Think of this digital garden as a cross between a digital scrapbook and a personal wiki. The term "garden" is supposed to be evocative of an actual, physical garden, with the attendant growing and watering and weeding that comes with it. Maggie Appleton wrote a really good article about it.

The garden metaphor is often contrasted with the stream metaphor, used to describe more traditional blogs which house timestamped, serialized content. I have one of those, too (housed on a website where you can find out more about me if you wish). More information about the distinction between these different kinds of websites can be found in the article I wrote on the subject.

In the past I maintained a wiki based on MoinMoin, which sort of filled the niche of what I'm trying to accomplish here. It was bascially a personal knowledge base. It got hacked and I eventually stopped using it, partially because I wanted a purely text based one that I could edit with Emacs.
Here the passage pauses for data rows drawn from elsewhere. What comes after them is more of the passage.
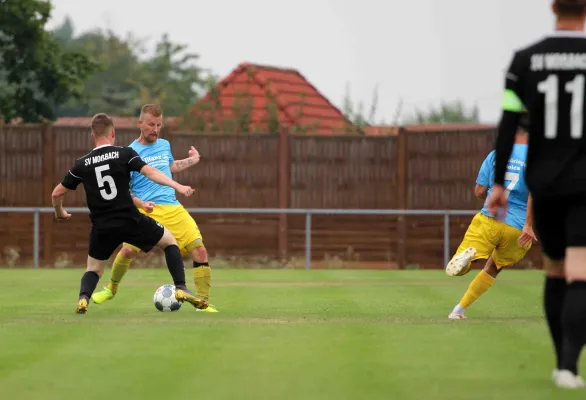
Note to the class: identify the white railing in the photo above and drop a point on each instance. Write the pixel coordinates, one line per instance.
(290, 211)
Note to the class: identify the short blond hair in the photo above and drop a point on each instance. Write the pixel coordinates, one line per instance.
(102, 124)
(151, 109)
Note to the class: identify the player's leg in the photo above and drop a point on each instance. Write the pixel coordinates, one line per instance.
(574, 307)
(476, 245)
(549, 220)
(177, 269)
(102, 245)
(479, 285)
(183, 227)
(149, 234)
(119, 269)
(507, 253)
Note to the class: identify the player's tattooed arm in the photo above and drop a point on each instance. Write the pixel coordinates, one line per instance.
(57, 200)
(180, 165)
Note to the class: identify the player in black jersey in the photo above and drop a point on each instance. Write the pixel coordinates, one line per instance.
(549, 79)
(105, 174)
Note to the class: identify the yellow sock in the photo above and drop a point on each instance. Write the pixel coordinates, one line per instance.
(119, 268)
(202, 276)
(480, 284)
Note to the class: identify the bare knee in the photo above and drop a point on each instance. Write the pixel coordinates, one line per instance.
(94, 265)
(128, 252)
(553, 268)
(199, 254)
(167, 240)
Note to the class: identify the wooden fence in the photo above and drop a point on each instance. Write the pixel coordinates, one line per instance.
(413, 170)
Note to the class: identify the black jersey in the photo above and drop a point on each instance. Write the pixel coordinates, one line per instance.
(105, 174)
(548, 79)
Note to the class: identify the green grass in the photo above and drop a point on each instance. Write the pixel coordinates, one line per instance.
(280, 335)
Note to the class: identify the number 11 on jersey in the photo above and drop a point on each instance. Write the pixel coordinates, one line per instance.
(550, 87)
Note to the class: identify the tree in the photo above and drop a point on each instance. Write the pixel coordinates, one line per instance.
(172, 78)
(36, 73)
(355, 113)
(454, 112)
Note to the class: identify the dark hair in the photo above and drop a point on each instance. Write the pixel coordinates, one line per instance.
(571, 8)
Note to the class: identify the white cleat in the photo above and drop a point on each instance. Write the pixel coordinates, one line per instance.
(567, 380)
(460, 261)
(554, 374)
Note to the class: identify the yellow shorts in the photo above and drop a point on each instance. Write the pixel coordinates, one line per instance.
(178, 221)
(493, 238)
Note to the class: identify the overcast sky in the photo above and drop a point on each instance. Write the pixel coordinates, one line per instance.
(421, 51)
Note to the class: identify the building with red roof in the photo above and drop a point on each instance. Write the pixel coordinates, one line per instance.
(270, 95)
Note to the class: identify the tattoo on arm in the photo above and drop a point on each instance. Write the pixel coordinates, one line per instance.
(182, 164)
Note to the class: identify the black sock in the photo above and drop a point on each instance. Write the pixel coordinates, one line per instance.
(175, 265)
(574, 325)
(89, 281)
(554, 294)
(198, 264)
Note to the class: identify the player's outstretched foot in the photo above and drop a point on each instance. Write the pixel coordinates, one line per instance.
(567, 380)
(103, 296)
(460, 261)
(454, 315)
(185, 295)
(209, 308)
(82, 306)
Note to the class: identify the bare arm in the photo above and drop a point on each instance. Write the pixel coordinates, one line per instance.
(480, 191)
(57, 200)
(157, 176)
(180, 165)
(529, 217)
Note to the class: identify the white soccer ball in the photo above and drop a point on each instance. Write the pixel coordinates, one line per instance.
(164, 299)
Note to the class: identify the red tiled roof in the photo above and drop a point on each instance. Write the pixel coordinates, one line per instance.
(455, 127)
(298, 103)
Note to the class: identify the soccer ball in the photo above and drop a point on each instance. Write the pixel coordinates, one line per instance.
(165, 300)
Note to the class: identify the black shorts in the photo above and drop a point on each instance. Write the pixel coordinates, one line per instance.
(559, 223)
(143, 233)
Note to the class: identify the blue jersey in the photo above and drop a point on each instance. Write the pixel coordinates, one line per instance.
(517, 191)
(157, 155)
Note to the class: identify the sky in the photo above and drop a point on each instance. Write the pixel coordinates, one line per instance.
(417, 53)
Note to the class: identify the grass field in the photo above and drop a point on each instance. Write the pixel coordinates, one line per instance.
(281, 334)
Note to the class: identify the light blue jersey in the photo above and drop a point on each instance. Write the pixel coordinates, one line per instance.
(514, 184)
(157, 155)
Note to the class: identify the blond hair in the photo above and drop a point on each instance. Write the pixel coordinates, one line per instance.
(102, 124)
(151, 109)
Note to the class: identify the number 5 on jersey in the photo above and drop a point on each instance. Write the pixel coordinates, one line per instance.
(106, 179)
(575, 87)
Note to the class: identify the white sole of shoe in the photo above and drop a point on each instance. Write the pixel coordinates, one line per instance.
(460, 261)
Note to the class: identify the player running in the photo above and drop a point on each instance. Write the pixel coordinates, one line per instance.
(548, 78)
(501, 243)
(162, 205)
(105, 174)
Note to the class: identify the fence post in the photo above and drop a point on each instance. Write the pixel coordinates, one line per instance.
(402, 169)
(36, 233)
(284, 193)
(446, 239)
(308, 240)
(49, 173)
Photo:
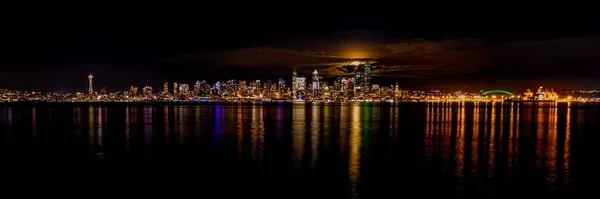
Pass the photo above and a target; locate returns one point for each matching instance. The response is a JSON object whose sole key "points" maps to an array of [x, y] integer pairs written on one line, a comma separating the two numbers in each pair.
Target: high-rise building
{"points": [[175, 88], [133, 90], [300, 83], [166, 88], [294, 87], [316, 84], [90, 80], [147, 90], [184, 88], [197, 88], [366, 75]]}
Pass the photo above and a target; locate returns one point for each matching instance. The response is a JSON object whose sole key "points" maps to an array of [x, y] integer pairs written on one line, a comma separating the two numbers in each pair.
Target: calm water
{"points": [[300, 151]]}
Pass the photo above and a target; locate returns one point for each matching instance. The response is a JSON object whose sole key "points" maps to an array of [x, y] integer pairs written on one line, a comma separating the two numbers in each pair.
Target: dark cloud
{"points": [[462, 59]]}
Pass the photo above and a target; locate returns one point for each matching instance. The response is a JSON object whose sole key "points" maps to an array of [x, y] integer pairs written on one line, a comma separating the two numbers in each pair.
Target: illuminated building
{"points": [[133, 90], [90, 79], [316, 84], [147, 90], [184, 88], [166, 88], [175, 88], [294, 88], [366, 75], [300, 83], [197, 88]]}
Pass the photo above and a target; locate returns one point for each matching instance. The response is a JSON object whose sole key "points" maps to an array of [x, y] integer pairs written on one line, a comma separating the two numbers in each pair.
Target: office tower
{"points": [[166, 88], [90, 79]]}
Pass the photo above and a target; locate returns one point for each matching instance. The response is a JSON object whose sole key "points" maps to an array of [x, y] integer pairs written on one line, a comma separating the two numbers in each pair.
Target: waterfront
{"points": [[305, 150]]}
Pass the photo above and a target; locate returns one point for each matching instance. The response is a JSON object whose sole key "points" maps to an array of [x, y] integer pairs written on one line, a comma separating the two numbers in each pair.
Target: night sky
{"points": [[419, 46]]}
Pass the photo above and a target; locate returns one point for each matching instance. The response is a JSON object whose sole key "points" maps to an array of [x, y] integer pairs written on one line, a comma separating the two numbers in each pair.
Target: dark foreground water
{"points": [[298, 151]]}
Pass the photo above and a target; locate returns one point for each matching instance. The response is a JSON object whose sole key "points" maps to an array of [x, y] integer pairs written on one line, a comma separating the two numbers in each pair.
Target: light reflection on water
{"points": [[477, 145]]}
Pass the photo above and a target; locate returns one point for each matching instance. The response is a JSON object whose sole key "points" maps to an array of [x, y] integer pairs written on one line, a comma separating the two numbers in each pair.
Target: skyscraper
{"points": [[90, 79], [166, 88], [366, 76], [175, 88], [294, 88], [316, 84]]}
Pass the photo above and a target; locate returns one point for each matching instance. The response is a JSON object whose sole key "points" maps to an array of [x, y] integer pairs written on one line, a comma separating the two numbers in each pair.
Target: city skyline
{"points": [[418, 48]]}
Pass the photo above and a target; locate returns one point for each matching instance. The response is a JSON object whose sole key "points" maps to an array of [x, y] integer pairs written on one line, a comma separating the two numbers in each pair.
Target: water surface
{"points": [[301, 150]]}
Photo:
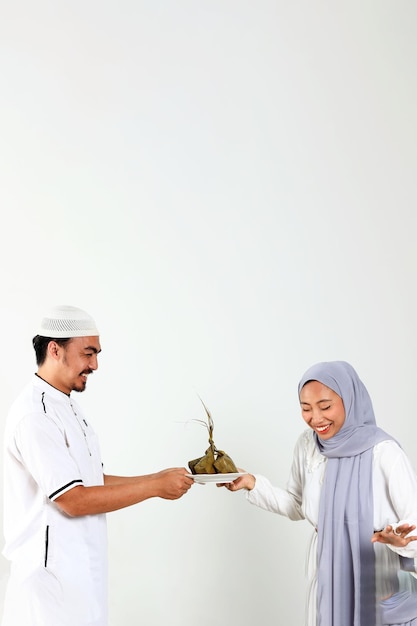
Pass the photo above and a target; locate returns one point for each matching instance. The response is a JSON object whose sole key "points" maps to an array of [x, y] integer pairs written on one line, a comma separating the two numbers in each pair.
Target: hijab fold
{"points": [[346, 561]]}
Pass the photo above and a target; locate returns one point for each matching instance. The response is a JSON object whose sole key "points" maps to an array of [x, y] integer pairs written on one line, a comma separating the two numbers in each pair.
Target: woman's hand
{"points": [[247, 481], [398, 538]]}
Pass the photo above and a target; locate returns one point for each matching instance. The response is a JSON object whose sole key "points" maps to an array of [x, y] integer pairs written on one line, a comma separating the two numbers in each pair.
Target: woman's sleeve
{"points": [[287, 501], [401, 480]]}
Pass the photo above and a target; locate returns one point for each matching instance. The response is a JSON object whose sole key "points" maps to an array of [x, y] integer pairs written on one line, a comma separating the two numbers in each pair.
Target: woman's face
{"points": [[322, 409]]}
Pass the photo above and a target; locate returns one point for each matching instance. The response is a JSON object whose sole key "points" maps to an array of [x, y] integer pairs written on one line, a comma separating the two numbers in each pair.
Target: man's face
{"points": [[77, 359]]}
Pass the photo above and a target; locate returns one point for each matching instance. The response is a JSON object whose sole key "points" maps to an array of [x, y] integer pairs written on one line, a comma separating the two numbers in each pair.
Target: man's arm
{"points": [[119, 492]]}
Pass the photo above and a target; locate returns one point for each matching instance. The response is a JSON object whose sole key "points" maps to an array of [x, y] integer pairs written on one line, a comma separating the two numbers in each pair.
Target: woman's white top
{"points": [[395, 501]]}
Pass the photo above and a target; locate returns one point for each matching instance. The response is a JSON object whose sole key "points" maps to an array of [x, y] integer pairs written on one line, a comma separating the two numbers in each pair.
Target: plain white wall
{"points": [[229, 188]]}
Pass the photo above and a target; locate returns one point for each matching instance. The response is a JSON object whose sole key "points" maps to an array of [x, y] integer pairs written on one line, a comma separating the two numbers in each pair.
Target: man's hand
{"points": [[173, 483]]}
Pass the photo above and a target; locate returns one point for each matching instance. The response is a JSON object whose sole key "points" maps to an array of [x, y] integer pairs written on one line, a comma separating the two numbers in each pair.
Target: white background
{"points": [[229, 188]]}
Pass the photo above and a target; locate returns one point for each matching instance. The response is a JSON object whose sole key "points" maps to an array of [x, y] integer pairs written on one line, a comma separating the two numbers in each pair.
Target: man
{"points": [[55, 494]]}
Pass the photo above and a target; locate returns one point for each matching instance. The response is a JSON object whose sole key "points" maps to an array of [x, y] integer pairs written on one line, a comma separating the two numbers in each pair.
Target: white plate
{"points": [[216, 478]]}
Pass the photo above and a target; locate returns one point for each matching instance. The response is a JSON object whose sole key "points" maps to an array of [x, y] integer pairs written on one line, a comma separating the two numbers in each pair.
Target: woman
{"points": [[354, 484]]}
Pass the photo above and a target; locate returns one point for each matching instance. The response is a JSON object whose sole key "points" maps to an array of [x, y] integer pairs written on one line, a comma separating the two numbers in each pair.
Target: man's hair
{"points": [[40, 345]]}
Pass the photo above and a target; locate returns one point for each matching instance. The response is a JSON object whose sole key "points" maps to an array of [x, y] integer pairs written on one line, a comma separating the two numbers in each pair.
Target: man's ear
{"points": [[54, 350]]}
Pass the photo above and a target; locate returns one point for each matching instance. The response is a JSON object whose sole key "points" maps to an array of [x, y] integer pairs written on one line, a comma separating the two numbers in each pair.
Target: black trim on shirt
{"points": [[46, 545], [78, 480]]}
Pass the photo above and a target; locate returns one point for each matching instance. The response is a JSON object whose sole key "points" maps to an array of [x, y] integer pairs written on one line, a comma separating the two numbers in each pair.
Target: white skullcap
{"points": [[63, 322]]}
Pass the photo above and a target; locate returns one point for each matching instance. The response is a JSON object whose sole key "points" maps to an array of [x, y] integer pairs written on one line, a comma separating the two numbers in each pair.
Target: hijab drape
{"points": [[346, 561]]}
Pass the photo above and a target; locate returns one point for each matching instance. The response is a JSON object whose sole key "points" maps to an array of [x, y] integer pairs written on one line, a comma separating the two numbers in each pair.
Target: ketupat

I've recently started experimenting with org-roam for this kind of stuff, even if I'm not totally sold on the finicky zettelkaten aspect of it.

Text based garden

I like the idea of maintaining this wiki/garden as I do my blog - in text, using a CM system like github to trigger publication.

Motivation

I read a fair bit, but I forget a lot of what I read. I learn a lot in my day to day life, at my job, etc. but I have a tendency to forget what I learn. One weakness I have is that my memory isn't very good, especially when it's adhoc knowledge.

My hope is that a digital garden can help me in this regard. Writing out a literature or permanent note for each book I read might help me rememeber what I got out of it.